The creativity fairy landed on my shoulder in the early 1990s, and I enrolled in writing workshops with the International Women’s Writing Guild and the Story Circle Network. These two supportive organizations are still a part of my life today.
My journalism career has taken a backseat now to creative nonfiction, memoir, and fiction. I teach memoir at the Pearl Buck Writing Center and preparing for each class teaches me as well. Recently, I’ve been nurturing an interest in spiritual writing. Over the years, I’ve been published in a wide range of places from the Christian Science Monitor to Ruminate to bioStories and the Brevity blog, as well as the blog I maintain on my website.

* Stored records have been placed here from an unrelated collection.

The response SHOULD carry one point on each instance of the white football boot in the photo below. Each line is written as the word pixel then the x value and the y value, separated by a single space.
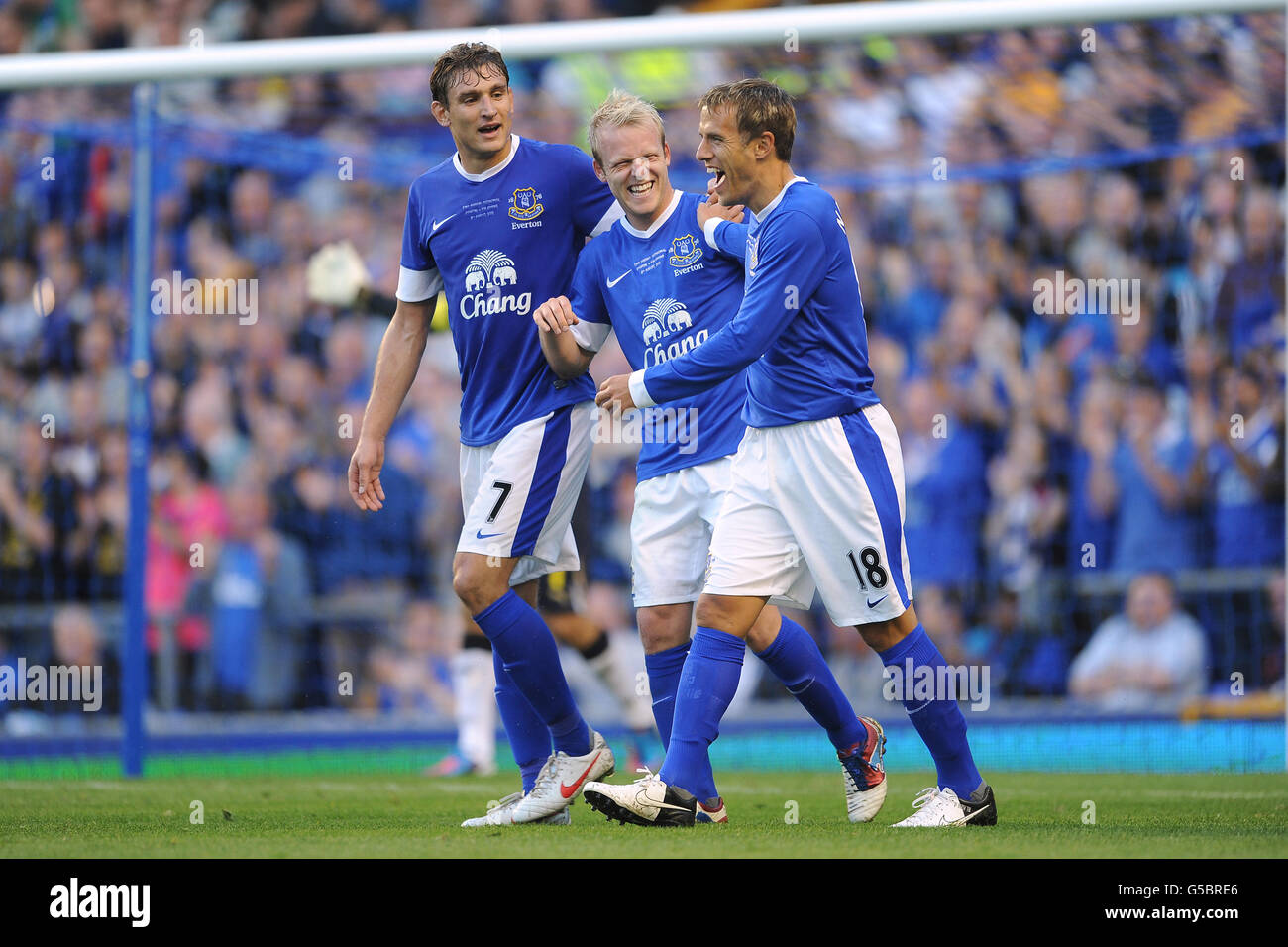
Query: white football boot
pixel 502 814
pixel 936 808
pixel 647 801
pixel 562 779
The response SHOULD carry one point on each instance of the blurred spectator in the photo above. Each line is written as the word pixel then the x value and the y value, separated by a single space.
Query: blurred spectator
pixel 945 497
pixel 1142 475
pixel 1237 468
pixel 38 512
pixel 76 641
pixel 415 672
pixel 1150 657
pixel 256 596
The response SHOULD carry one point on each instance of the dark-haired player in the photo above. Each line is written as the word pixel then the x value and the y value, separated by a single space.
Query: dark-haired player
pixel 496 227
pixel 818 471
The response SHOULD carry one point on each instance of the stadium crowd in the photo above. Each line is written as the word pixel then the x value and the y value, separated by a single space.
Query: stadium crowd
pixel 1041 444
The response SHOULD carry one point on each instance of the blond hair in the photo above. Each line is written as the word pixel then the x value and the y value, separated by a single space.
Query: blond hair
pixel 618 110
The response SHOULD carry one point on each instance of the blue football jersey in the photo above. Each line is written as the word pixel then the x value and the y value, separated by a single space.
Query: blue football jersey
pixel 665 291
pixel 497 244
pixel 800 328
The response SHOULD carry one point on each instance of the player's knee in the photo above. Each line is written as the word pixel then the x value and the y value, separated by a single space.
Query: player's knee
pixel 476 582
pixel 765 629
pixel 732 616
pixel 664 626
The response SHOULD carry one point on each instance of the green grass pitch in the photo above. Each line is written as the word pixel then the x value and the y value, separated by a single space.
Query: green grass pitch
pixel 336 814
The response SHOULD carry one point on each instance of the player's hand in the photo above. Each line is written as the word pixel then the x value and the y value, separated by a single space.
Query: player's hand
pixel 555 315
pixel 336 274
pixel 369 458
pixel 616 393
pixel 711 208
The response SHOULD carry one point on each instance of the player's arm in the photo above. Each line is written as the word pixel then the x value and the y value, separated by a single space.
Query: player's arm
pixel 336 275
pixel 724 228
pixel 793 261
pixel 555 320
pixel 574 328
pixel 399 357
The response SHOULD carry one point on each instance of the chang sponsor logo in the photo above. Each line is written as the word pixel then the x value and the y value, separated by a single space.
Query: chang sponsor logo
pixel 664 320
pixel 487 277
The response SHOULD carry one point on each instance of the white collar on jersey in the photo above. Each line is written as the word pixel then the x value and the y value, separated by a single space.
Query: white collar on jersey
pixel 778 197
pixel 489 171
pixel 652 230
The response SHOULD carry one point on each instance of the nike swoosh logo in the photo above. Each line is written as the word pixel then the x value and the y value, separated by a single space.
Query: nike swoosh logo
pixel 668 805
pixel 570 791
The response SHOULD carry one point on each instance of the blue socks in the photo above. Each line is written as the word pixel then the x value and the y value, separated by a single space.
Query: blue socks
pixel 939 722
pixel 531 660
pixel 664 678
pixel 529 738
pixel 707 684
pixel 795 660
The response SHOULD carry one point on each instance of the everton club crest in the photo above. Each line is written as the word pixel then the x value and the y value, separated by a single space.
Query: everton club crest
pixel 686 250
pixel 526 204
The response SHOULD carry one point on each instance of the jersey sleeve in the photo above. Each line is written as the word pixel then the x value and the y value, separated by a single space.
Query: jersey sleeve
pixel 726 237
pixel 793 260
pixel 417 275
pixel 588 300
pixel 593 209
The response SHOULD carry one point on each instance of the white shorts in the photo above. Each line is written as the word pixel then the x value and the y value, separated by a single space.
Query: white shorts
pixel 816 504
pixel 519 492
pixel 671 531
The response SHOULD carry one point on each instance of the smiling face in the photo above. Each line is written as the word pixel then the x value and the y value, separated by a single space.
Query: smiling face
pixel 480 111
pixel 634 165
pixel 726 157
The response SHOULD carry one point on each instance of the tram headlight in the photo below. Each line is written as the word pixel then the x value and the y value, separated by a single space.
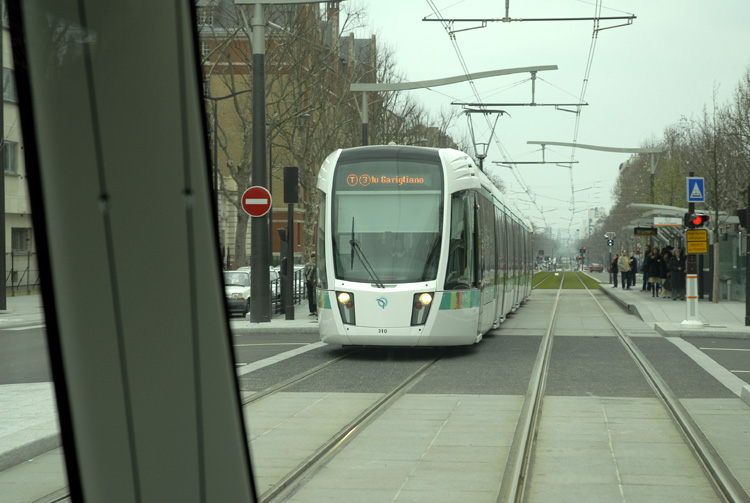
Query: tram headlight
pixel 421 308
pixel 346 307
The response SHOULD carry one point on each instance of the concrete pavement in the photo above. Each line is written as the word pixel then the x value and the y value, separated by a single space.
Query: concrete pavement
pixel 28 413
pixel 28 422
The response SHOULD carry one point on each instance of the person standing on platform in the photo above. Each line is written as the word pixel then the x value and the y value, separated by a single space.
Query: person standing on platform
pixel 623 265
pixel 666 282
pixel 613 270
pixel 654 271
pixel 310 283
pixel 644 268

GTL: What motivated you to write Off Kilter: A Woman’s Journey to Peace with Scoliosis, Her Mother, and Her Polish Heritage? Did you ponder this project for a while before taking it on?
LW: I tell my students I didn’t know I was writing a book, and they don’t have to, either. Just write the stories that matter to you. That’s what I did for years, until an essay about my scoliosis was published in a small literary magazine called Mindprints. The editor nominated it for a Pushcart Prize, and one of my teacher/mentors said, “You should turn this into a book.” Hah! How would I turn that one page into a hundred or more? No idea.
I just kept on writing what was nagging at me until I had a “body of work,” a few dozen pieces, some of them published. Another wise teacher suggested I color code them by subject to find a common theme. I found three: scoliosis, my relationship with my mother, and my heritage. By that time, the book project was well under way, without my even knowing it. I wrote transitions between the pieces and added more chapters to show the steps along my journey to inner peace with all that had been troubling me along the way.
The pondering began when it was time to publish. By that time, my parents had passed, and though some characters and locations don’t come off as well as all might like, I believed I’d treated them fairly. I wanted my voice to be heard. I knew I wasn’t the only woman to struggle with emotional neglect, punitive religion, and a complicated nationality. When Pearlsong Pressoffered me a contract, I knew my story would reach my intended audience.
Authors often say that messages from readers make the work worthwhile, and I’ve found that to be true. I still hear from people who have found my memoir and been touched by it. So, even though I’m a different woman from the one who wrote Off Kilter, I have no regrets about sending it out into the world. The rewards keep coming back to me.